LSTM recombines endlessly archive videos from the 858 archive, and runs each segment through an image-to-text neural network, which attempts to give a written description of the image. The result is the spectacle of the failure of our technological fantasies: short, descriptive, cold sentences are overlaid on top of the videos, as if they were enough to convey the meaning of those moments.

The act of remembering and re-telling is in itself essential to process the intensity of the past and highlights yet another discrepancy between the human experience and the computer perspective. Instead of replaying those images as a coping mechanism, the AI only approaches it as training data, asking the question: once it can describe these images, how does that help?

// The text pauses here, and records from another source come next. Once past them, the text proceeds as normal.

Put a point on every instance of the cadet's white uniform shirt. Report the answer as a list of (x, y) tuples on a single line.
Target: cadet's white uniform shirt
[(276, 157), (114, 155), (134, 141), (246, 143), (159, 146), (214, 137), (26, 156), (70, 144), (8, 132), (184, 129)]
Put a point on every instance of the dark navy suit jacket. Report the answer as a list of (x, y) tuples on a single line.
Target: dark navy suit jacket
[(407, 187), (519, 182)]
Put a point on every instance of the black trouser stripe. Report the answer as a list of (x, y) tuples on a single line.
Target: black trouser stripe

Concept, design and development (ML work done in Runway).
the litany
large-scale, second-hand, smartphone installation
Installation shots Installation shots Installation shots
I was hired by the Whitney museum to make an artwork come to life. The installation involved 100+ second-hand mobile devices, which all needed to loop a specific video for three months. My first task was to figure out how to get all of those devices, with a budget of less than ten dollars per device.

The second task was to figure out a consistent way to play a video across devices. Since some had no sd card, no wifi capabilities, faulty browsing capabilities, this ended up in me learning how to do native Android development. I also found interesting footage left on some of the second-hand phones.
This was Sophia Al-Maria's piece, I only did the development and Reid Farrington managed the technical operations.